"Kentsel Dönüşüm Tasarısı Anlık Rant Odaklı"

Fotoğraf: Deniz AKBULUT

Türk Mimar ve Mühendis Odaları Birliği (TMMOB) Şehir Plancıları Odası (ŞPO), İstanbul Kentsel Dönüşüm Kanunu Tasarısı'yla ilgili bir çalışma hazırladı. ŞPO Genel Başkanı Buğra Gökçe, bianet'e yaptığı değerlendirmede "Kentsel dönüşüm kanunu tasarısı bütüncül planlama anlayışı ile örtüşmüyor. O nedenle tasarı çözümden çok rant sağlamaya ve yönelik" diyor.

Gökçe'nin çözüm önerisiyse, ŞPO'nun da olumlu görüş bildirdiği Bayındırlık ve İskan Bakanlığı'nca yürütülmekte olan İmar ve Şehirleşme Yasa Tasarısı'nın gündeme alınması.
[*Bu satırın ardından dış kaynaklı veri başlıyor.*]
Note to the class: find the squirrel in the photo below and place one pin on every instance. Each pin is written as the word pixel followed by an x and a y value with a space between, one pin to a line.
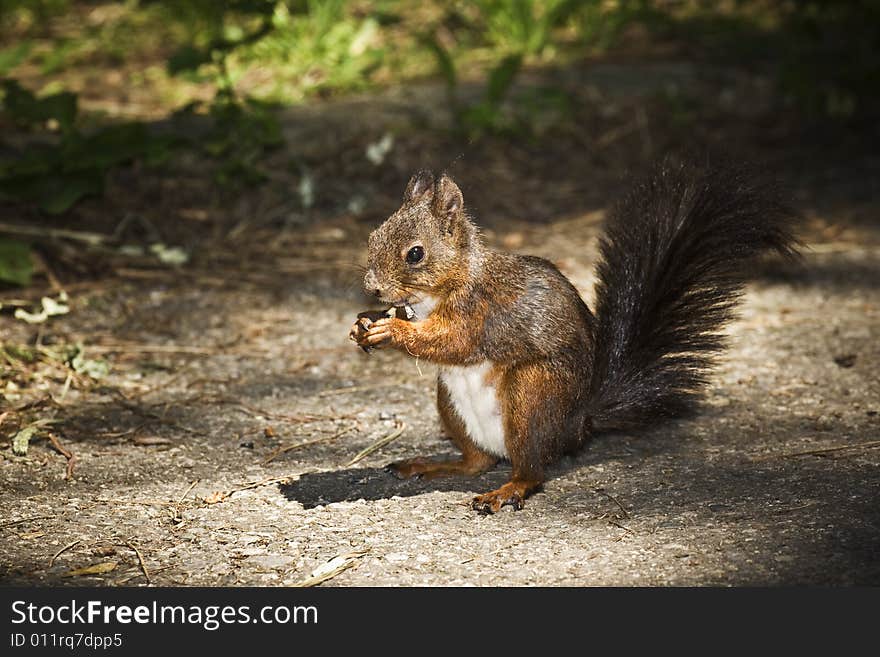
pixel 527 372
"Kente ve kamuoyuna yararı yok"
Gökçe, tasarıyla ilgili "İstanbul Kentsel Dönüşüm Kanunu Tasarısının kente ve kamuoyuna geri dönüşü yok" diyor ve bir çok etkenle yapıların yerleşime açıldığını, yeni alanların kalmadığını, orman, sit alanı, su havzası gibi alanların da yapılaştığını ve durumun aslında sadece İstanbul'a özgü olmadığını belirtiyor.

Yapı yasaklı alanların tahliyesinin de gündeme geldiğini söyleyen Gökçe, ŞPO olarak taslak hazırlayıp TBMM'ye gönderdiklerini ve böylece tahliyenin reddedildiğini ancak artık çıkan yasa tasarılarına yetişemediklerini aktardı. Yaşam alanlarında bir dönüşüme ihtiyaç olduğunu ancak bu ihtiyacın bütünleşik bakılarak karşılanması gerektiğinden yana olan Gökçe, "İmar affı yasasıyla alanlar dönüştürüldü. Islah planları yapıldı. Bir katlı gecekondulardan dört katlı apartmanlara geçildi" diyor ve bu metodu eleştiriyor:

"Bir çok açıdan çok sakıncalı. Sosyal adaleti sarsıyor. Gecekondusu olanlar birden fazla konuta sahip oluyor. Kaçak yapılaşmayı teşvik ediyor. Esasında gecekonduların hiç olmazsa bahçesi varken beton yapılaşma öne çıkıyor. Otoparksız, alt yapısız, parksız, okul alansız çevresinden bağımsız yapılaşmalar oluşuyor."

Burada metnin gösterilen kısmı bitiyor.